En el Oriente Antioqueño, hablar del conflicto armado no es hablar de algo lejano. Es recordar vecinos que se fueron, casas vacías, caminos en silencio y familias que tuvieron que empezar de nuevo lejos de su tierra.
El 9 de abril, se conmemoró el Día Nacional de la Memoria y Solidaridad con las Víctimas, esas historias vuelven a tomar fuerza. No para revivir el dolor, sino para reconocerlo y transformarlo.

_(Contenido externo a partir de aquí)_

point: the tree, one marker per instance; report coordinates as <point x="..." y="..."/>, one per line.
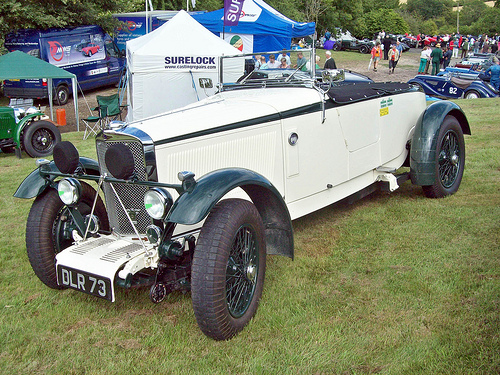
<point x="472" y="11"/>
<point x="385" y="19"/>
<point x="429" y="9"/>
<point x="21" y="14"/>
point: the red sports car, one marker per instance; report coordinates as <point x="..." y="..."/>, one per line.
<point x="90" y="49"/>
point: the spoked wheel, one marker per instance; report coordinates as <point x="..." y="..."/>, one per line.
<point x="40" y="138"/>
<point x="450" y="155"/>
<point x="49" y="228"/>
<point x="228" y="269"/>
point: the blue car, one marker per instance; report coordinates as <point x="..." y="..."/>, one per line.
<point x="455" y="87"/>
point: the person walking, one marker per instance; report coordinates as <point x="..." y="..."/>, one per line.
<point x="446" y="57"/>
<point x="376" y="53"/>
<point x="424" y="60"/>
<point x="393" y="58"/>
<point x="494" y="71"/>
<point x="436" y="57"/>
<point x="455" y="47"/>
<point x="465" y="48"/>
<point x="387" y="46"/>
<point x="330" y="62"/>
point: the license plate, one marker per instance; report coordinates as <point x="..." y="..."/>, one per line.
<point x="85" y="282"/>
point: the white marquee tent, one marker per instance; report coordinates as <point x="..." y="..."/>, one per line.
<point x="166" y="66"/>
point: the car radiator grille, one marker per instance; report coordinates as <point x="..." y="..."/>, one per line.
<point x="131" y="195"/>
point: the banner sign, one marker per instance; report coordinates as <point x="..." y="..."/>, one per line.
<point x="232" y="12"/>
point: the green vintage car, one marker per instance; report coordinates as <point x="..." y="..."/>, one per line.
<point x="23" y="130"/>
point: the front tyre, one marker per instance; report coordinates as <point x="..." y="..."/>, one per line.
<point x="228" y="269"/>
<point x="61" y="95"/>
<point x="472" y="94"/>
<point x="450" y="160"/>
<point x="40" y="138"/>
<point x="49" y="227"/>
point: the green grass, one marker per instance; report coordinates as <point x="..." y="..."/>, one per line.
<point x="393" y="284"/>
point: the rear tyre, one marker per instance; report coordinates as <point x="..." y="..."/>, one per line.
<point x="40" y="137"/>
<point x="472" y="94"/>
<point x="49" y="227"/>
<point x="62" y="95"/>
<point x="450" y="160"/>
<point x="228" y="270"/>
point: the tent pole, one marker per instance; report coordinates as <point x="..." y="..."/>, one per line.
<point x="75" y="99"/>
<point x="49" y="88"/>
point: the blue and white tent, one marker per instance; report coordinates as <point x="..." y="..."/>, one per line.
<point x="261" y="28"/>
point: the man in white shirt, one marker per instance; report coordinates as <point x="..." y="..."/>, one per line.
<point x="273" y="64"/>
<point x="284" y="55"/>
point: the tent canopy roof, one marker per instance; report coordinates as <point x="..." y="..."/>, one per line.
<point x="20" y="65"/>
<point x="257" y="18"/>
<point x="180" y="36"/>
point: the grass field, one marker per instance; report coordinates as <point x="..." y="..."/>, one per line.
<point x="392" y="284"/>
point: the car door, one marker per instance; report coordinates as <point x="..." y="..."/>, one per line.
<point x="315" y="154"/>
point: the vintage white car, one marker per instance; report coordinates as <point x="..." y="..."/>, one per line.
<point x="196" y="198"/>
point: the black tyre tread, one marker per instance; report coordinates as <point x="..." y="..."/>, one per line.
<point x="29" y="132"/>
<point x="64" y="88"/>
<point x="208" y="285"/>
<point x="437" y="190"/>
<point x="39" y="237"/>
<point x="472" y="91"/>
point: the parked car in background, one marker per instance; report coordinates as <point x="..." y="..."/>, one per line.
<point x="24" y="129"/>
<point x="346" y="43"/>
<point x="409" y="40"/>
<point x="430" y="41"/>
<point x="90" y="49"/>
<point x="454" y="86"/>
<point x="200" y="206"/>
<point x="85" y="51"/>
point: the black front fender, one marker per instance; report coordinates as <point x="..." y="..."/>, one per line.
<point x="35" y="184"/>
<point x="194" y="206"/>
<point x="424" y="143"/>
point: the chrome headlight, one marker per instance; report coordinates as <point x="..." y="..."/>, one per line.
<point x="157" y="202"/>
<point x="69" y="190"/>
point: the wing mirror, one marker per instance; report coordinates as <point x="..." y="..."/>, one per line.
<point x="333" y="75"/>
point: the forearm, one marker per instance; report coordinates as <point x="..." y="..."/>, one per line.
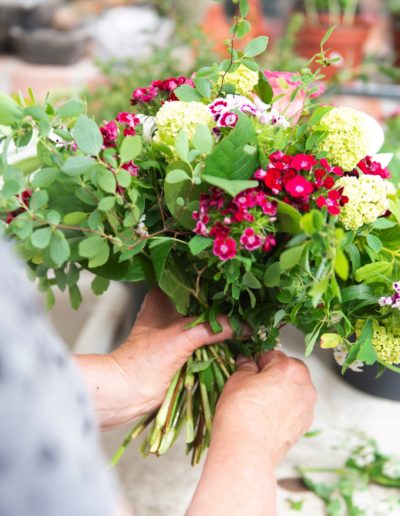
<point x="114" y="399"/>
<point x="238" y="477"/>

Colombia registra oficialmente más de 9 millones de víctimas del conflicto armado, y Antioquia es el departamento más impactado, con más de 1,6 millones de personas afectadas. En el Oriente el conflicto dejó huellas profundas: se calcula que cientos de miles de personas fueron desplazadas, especialmente en municipios como San Carlos, Granada, San Luis, nariño, Argelia y Cocorná entre otros.
Durante los años más intensos de la violencia, muchas familias tuvieron que abandonar sus hogares en cuestión de horas. Otras vivieron el miedo constante, las pérdidas y la incertidumbre.

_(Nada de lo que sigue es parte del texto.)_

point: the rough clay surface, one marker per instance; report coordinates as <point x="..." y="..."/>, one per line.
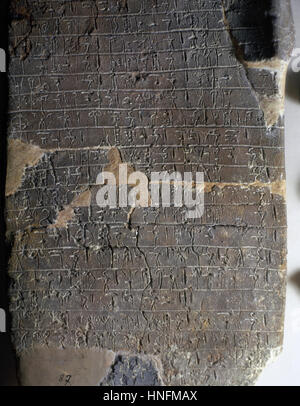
<point x="132" y="371"/>
<point x="169" y="85"/>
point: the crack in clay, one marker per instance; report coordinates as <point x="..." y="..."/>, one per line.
<point x="68" y="213"/>
<point x="19" y="157"/>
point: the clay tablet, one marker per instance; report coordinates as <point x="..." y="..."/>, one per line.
<point x="145" y="295"/>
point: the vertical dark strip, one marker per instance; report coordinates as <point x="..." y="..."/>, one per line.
<point x="7" y="357"/>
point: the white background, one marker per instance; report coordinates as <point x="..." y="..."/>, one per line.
<point x="285" y="370"/>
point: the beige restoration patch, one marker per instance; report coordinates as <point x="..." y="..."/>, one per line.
<point x="19" y="157"/>
<point x="43" y="366"/>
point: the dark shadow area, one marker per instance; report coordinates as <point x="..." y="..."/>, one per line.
<point x="295" y="279"/>
<point x="259" y="28"/>
<point x="292" y="88"/>
<point x="7" y="355"/>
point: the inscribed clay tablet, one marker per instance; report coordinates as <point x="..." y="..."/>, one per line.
<point x="146" y="295"/>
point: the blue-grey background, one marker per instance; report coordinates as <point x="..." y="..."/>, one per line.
<point x="285" y="370"/>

Pero también hay otra historia que hoy merece ser contada: la de quienes regresaron, reconstruyeron y decidieron no rendirse. Comunidades enteras han apostado por la memoria como una forma de sanar y por la organización social como camino para salir adelante.
Este 9 de abril, en plazas, instituciones y espacios comunitarios, se realizaron actos simbólicos, encuentros y jornadas de reflexión que buscaban mantener viva la memoria de las víctimas.
Porque detrás de cada número hay una vida, una historia y una voz que merece ser escuchada: recordar es, también, una forma de cuidar el presente y construir un futuro distinto.